Donald Trump (according to The Donald’s campaign site, he is “…the very definition of the American success story…”; if that story contained a real-estate tycoon as a father and business practices that are likened to that of a slumlord, then yes, that would qualify as “the very definition”, but I have trouble believing that the majority of people would accept his idea of an American success story. Beyond that, his political career is filled with possible campaigns that never materialized, stumping on behalf of other candidates, and twice being named the “Statesman of the Year” by the Sarasota, Florida, Republican Party (for what it’s worth)). Trump’s beliefs are no secret, ever, though his party loyalties change somewhat frequently, like the University of Oregon football team’s uniforms. Here is where he stands, currently: 1) climate change is a hoax that was created by the Chinese to gain a competitive advantage in manufacturing; 2) wind turbines (energy production) are bad environmentally and aesthetically (but no mention of how nice a fracking rig looks on the skyline, or the beauty achieved through removal of an Appalachian mountaintop); 3) Social Security and Medicare should be left alone (he “know[s] where to get the money from”. [and] Nobody else does.”); 4) pro 2nd Amendment but supports banning assault rifles and is ok with a longer waiting period; 5) against a path to citizenship for undocumented immigrants but would give foreign college students legal status if they graduate from an American university, wants more European immigrants, but not immigrants from south of the U.S. border; 6) repeal and replace the ACA…with something akin to Canada’s system, aka, universal healthcare (not sure what to make of this); 7) pro-life and anti-same-sex marriage; and 8) would get rid of corporate taxes altogether and decrease the individual tax rate.
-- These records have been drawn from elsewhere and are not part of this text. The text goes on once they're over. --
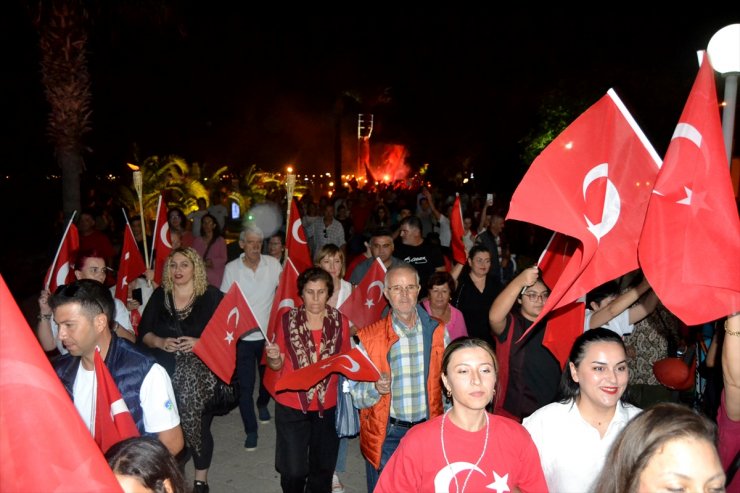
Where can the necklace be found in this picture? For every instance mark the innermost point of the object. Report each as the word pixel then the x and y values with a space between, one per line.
pixel 444 453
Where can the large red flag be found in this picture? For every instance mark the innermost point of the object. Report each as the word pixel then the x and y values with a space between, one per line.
pixel 162 240
pixel 217 344
pixel 286 297
pixel 131 264
pixel 61 270
pixel 456 226
pixel 295 241
pixel 592 183
pixel 113 420
pixel 690 245
pixel 366 303
pixel 353 364
pixel 44 444
pixel 564 324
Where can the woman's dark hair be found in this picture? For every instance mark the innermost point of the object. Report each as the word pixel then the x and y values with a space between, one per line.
pixel 315 274
pixel 148 460
pixel 569 388
pixel 439 278
pixel 466 342
pixel 644 436
pixel 477 248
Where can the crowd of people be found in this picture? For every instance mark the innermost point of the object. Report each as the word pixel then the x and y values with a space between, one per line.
pixel 468 396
Potential Republican Candidates:

Chris Christie (current Governor-New Jersey, former District Attorney for the District of New Jersey, said he will announce on Tuesday, June 30th, and has attended more than 100 Bruce Springsteen concerts)

Scott Walker (current Governor-Wisconsin, former State Assembly member-WI, and counts the Koch Brothers as supporters)

John Kasich (current Governor-Ohio, former U.S. Congressman-Ohio, former Ohio State Senator, and he is not a fan of the Coen Brothers’ Academy Award winning Fargo)

Between here and Iowa, a lot can change. My next update (closer to Iowa’s caucuses) will focus on a smaller list of candidates and include domestic and foreign policy issues.